C. Conformational Deviations. For completeness, the MD with the protein unconstrained with membrane was used in order to look for large structural RBP deviations far from the starting point or real structure for evaluating its influence on spectral absorption. At the end of this simulation, it was found significant conformational deviations in the retinal binding sites from bWT (Figure 3a) and hM207R (Figure 3b), explained previously. The calculations of the UV-Visible spectra using MRCI on structures (snapshots) picked from this classical MD and subsequently optimized with the combined QM/MM approach were: bWT [2.48 eV±0.05 (500 nm±9.29)], hWT [2.57 eV±0.07 (483 nm±13.08)], hM207R [2.45 eV±0.03 (507 nm±5.86)], hS186W [3.75 eV±0.32 (332 nm±30.35)], the SD showed a high variability in the results due to features of this MD giving systems more distant from the proper structures. Only, hS186W mutant had a significant blue-shift with regard to WTs, [CI (51.98 250.02), p<0.05] for the comparison between hWT and hS186W (Chart 5d, average). This kept behavior responds to a lasting structural change, not conformational only, caused by the S186W mutation leading to a missing counterion and an unprotonated SBL; the previous mechanism remains even after this simulation for obtaining conformations far from the reality, which were not found in other structures of this work, including those from the QM/MM MD. On the other hand, this theoretical experiment reveals the strong influence of the electronic polarization (working with the repulsive electrostatic influence from counterion) due to the guanidino group from Arg207 in hM207R mutant leading to a more localized HOMO on the β-ionone ring, an increased dipole-moment of the 11-cis retinal (Table 4, a decreased QM-region µ) and a stronger BLA (Table 3, Chart 4) resulting in a more increased intake of S1 energy (Table 5, Charts 5a, 5b and 5c) in regard to WT structures since when the conformational deviation (Figure 3b) leads to the guanidino group far from ionone ring region, the blue-shift caused by the mutation disappears (Chart 5d).

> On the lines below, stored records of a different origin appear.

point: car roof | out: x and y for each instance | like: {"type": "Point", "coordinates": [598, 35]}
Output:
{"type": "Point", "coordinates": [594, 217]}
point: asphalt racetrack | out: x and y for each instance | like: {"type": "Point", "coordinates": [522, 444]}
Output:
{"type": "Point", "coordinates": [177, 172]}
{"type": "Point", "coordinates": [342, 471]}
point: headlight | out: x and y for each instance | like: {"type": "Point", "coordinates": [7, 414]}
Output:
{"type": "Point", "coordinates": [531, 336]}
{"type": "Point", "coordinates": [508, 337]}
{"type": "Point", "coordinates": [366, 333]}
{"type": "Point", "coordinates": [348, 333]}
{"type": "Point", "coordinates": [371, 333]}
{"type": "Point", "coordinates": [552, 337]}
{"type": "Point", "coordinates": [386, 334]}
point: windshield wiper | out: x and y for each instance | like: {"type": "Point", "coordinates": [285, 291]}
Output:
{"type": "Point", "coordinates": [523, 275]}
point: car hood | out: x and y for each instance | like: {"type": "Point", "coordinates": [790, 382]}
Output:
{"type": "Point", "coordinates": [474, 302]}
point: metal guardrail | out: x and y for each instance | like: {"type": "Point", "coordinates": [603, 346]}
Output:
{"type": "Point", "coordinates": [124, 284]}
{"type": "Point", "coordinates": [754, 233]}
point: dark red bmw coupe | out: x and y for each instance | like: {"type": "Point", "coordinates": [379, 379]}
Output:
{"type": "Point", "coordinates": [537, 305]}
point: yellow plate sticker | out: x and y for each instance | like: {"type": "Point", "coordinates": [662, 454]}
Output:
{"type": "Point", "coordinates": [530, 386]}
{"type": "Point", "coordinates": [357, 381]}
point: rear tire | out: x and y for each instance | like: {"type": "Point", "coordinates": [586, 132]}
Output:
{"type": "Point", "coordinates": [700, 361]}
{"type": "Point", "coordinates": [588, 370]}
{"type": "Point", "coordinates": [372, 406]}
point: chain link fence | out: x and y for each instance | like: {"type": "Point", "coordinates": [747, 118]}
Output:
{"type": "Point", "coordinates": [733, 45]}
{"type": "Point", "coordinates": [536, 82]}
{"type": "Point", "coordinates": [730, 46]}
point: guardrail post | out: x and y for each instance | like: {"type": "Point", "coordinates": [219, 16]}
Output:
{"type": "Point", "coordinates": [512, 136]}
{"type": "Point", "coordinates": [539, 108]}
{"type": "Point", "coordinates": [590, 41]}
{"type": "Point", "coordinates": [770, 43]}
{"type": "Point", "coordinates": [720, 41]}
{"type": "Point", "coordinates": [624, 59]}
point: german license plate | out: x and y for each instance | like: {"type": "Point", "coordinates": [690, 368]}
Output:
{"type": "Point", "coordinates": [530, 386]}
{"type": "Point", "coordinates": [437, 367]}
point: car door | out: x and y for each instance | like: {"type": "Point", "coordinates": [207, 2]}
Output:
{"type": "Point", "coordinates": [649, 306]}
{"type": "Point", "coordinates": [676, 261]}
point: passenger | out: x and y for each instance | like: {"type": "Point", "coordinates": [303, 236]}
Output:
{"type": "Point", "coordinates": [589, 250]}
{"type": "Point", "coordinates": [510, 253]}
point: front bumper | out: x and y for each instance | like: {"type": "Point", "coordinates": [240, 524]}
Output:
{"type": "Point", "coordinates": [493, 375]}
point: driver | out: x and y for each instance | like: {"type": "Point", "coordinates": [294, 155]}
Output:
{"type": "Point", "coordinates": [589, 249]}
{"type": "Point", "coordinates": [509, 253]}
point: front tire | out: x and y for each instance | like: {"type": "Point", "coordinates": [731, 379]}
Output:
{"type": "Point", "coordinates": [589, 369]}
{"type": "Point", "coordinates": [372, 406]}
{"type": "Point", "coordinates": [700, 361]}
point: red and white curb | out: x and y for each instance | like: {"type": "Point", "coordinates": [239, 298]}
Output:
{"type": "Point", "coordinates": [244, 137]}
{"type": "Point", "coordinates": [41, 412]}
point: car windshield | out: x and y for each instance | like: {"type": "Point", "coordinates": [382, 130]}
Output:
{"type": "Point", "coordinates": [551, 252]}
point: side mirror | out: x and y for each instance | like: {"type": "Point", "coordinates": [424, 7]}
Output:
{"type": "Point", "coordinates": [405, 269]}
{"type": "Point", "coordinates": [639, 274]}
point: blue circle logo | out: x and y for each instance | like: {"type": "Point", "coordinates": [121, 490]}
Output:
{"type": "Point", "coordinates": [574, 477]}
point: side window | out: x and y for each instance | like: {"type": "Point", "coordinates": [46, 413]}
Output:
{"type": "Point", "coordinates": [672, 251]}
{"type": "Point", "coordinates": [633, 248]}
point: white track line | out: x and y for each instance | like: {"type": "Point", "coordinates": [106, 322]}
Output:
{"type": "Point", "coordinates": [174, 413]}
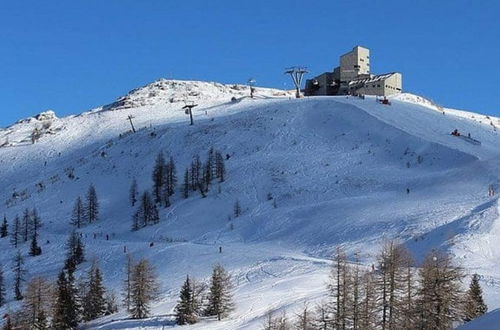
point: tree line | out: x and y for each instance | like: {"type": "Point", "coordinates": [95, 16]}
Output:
{"type": "Point", "coordinates": [199, 176]}
{"type": "Point", "coordinates": [394, 294]}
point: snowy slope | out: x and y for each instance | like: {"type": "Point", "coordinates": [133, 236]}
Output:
{"type": "Point", "coordinates": [337, 167]}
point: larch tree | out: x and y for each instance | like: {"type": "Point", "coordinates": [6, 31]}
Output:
{"type": "Point", "coordinates": [185, 310]}
{"type": "Point", "coordinates": [144, 289]}
{"type": "Point", "coordinates": [220, 300]}
{"type": "Point", "coordinates": [440, 295]}
{"type": "Point", "coordinates": [2, 287]}
{"type": "Point", "coordinates": [474, 305]}
{"type": "Point", "coordinates": [185, 185]}
{"type": "Point", "coordinates": [4, 228]}
{"type": "Point", "coordinates": [158, 176]}
{"type": "Point", "coordinates": [67, 309]}
{"type": "Point", "coordinates": [133, 192]}
{"type": "Point", "coordinates": [78, 214]}
{"type": "Point", "coordinates": [94, 302]}
{"type": "Point", "coordinates": [15, 234]}
{"type": "Point", "coordinates": [92, 205]}
{"type": "Point", "coordinates": [127, 283]}
{"type": "Point", "coordinates": [36, 303]}
{"type": "Point", "coordinates": [220, 168]}
{"type": "Point", "coordinates": [19, 273]}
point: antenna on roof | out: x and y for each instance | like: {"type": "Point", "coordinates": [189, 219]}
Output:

In addition, it was found, an irrelevant role of Glu181 residue on the absorption spectra, in agreement with a recent study (53), considering the large conformational deviation observed in different structures (snapshots) from the system bWT unrestricted within membrane for the sidechain of Glu181 orienting its carboxylic group toward a contrary side of the 11-cis retinal (Figure 3a) and the calculated vertical-excitation energies for this orientation, which were very similar to those for the more probable conformation of the residue (Figure 2a), (Charts 5c and 5d).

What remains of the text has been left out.